L'abbé Jacques du Breul reprend cette idée en 1612 dans son ouvrage sur les antiquités de Paris : « À l'endroit où le roi Childebert a fait construire l'église Saint-Vincent, maintenant dite Saint-Germain, et à laquelle il a donné son fief d'Issy, l'opinion répandue est que c'était le lieu du temple d'Isis qui avait d'ailleurs donné son nom au hameau d'Issy. » Après la christianisation, le culte de la déesse-mère se serait transféré vers Notre-Dame, en une adaptation de l'Isis antique sous les traits de la Vierge Marie.

La destruction de Lutèce par les Gaulois face aux Romains

En 52 avant notre ère, lorsque les légions romaines de Labienus s'approchent de Lutèce, les Parisii prennent une décision radicale. Plutôt que de laisser leur ville tomber aux mains de l'ennemi, ils décident de la brûler entièrement et de détruire les ponts. Camulogène, le vieux chef gaulois qui commandait la défense, préféra sacrifier Lutèce plutôt que de la voir occupée. La bataille qui suivit, livrée quelque part sur la rive gauche, vit la défaite des Gaulois et la mort de Camulogène.

Paris gallo-romain : le pilier des Nautes et les vestiges antiques

Après la conquête, les Romains reconstruisirent Lutèce selon leur propre modèle urbanistique et la ville s'étendit sur la rive gauche, aux abords de la montagne Sainte-Geneviève. Il y créèrent d'ailleurs le « cardo maximus » (route principale), qui correspond à l'actuelle rue Saint-Jacques, l'une des plus anciennes voies de Paris.

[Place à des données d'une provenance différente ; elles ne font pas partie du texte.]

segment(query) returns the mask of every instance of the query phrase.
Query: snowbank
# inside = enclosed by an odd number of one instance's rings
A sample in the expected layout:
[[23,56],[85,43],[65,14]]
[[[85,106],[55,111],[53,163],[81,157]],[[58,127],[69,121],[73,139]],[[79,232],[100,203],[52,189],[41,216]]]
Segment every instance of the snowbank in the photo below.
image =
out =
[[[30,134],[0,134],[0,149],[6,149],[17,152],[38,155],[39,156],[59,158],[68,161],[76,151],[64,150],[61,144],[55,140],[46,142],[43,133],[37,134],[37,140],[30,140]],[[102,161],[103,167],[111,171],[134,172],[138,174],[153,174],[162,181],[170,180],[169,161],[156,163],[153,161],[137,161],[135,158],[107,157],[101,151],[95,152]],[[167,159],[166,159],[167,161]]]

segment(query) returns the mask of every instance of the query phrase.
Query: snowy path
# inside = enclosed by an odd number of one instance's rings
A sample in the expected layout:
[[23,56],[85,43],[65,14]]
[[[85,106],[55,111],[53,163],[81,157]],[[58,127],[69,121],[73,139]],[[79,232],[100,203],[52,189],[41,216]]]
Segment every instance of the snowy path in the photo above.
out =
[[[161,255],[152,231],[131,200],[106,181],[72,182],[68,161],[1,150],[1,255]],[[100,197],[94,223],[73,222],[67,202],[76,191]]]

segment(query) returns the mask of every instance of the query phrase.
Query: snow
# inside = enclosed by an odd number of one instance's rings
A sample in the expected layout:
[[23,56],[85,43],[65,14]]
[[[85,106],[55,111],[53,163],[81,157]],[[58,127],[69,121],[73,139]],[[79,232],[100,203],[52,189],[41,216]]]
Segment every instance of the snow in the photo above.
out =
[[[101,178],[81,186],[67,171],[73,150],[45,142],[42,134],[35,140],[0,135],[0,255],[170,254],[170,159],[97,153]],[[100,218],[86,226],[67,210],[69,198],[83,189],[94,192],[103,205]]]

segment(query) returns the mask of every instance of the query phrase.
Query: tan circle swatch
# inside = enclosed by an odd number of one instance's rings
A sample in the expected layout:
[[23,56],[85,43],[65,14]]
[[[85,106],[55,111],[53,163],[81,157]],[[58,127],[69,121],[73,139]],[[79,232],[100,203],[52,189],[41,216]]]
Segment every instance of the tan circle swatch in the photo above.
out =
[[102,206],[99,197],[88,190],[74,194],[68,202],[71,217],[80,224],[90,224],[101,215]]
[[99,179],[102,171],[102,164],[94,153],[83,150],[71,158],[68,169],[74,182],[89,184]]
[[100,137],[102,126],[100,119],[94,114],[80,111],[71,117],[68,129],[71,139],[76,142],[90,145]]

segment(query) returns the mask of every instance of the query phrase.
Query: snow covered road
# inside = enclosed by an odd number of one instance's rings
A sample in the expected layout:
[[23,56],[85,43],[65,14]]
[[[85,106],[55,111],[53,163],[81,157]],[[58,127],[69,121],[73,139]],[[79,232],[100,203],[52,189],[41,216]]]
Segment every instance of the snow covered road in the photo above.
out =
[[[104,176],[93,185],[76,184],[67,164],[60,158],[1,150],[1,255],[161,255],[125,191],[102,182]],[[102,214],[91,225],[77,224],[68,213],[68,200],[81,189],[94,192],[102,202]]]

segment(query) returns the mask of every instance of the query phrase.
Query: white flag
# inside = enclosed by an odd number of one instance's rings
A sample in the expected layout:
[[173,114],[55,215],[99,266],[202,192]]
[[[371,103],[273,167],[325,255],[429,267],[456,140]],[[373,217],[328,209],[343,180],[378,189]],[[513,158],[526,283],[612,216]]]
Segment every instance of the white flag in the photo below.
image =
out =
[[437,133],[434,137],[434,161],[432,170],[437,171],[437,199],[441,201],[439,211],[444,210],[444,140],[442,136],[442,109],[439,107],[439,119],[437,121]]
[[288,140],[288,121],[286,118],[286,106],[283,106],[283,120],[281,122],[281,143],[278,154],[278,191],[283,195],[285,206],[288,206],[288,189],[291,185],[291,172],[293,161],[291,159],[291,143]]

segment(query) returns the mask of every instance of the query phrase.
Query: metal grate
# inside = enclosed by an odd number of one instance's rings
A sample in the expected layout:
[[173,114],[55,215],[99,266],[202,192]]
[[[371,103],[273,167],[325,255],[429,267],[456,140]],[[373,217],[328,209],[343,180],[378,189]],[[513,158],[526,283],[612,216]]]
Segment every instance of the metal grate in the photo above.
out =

La découverte la plus extraordinaire concernant l'origine de Paris fut faite en 1711, sous le chœur de Notre-Dame. Des ouvriers mirent au jour un ensemble de blocs sculptés qui, une fois reconstitués, révélèrent un monument votif érigé sous le règne de Tibère par la corporation des nautes parisiens. Ce « pilier des Nautes », aujourd'hui exposé au musée de Cluny, représente à la fois des divinités romaines comme Jupiter et des dieux gaulois comme Cernunnos, le dieu aux bois de cerf. Il constitue le plus ancien monument de Paris et témoigne du syncrétisme religieux qui régnait alors dans la ville, mêlant traditions gauloises, romaines et peut-être égyptiennes.

De Lutèce à Paris : comment la capitale a changé de nom

Le changement de nom, de Lutèce à Paris, s'opéra progressivement au cours du IVe siècle. Les textes commencent à mentionner « Civitas Parisiorum », qui se contracta peu à peu en « Paris ». Ce glissement témoigne d'un retour aux identités gauloises après des siècles de romanisation. Paris n'a pas fini de livrer ses secrets les plus anciens, ceux qui remontent à l'époque où une poignée de Gaulois décida de s'installer sur une petite île de la Seine, sans se douter qu'ils fondaient là ce qui deviendrait, selon certains, un nouveau paradis terrestre.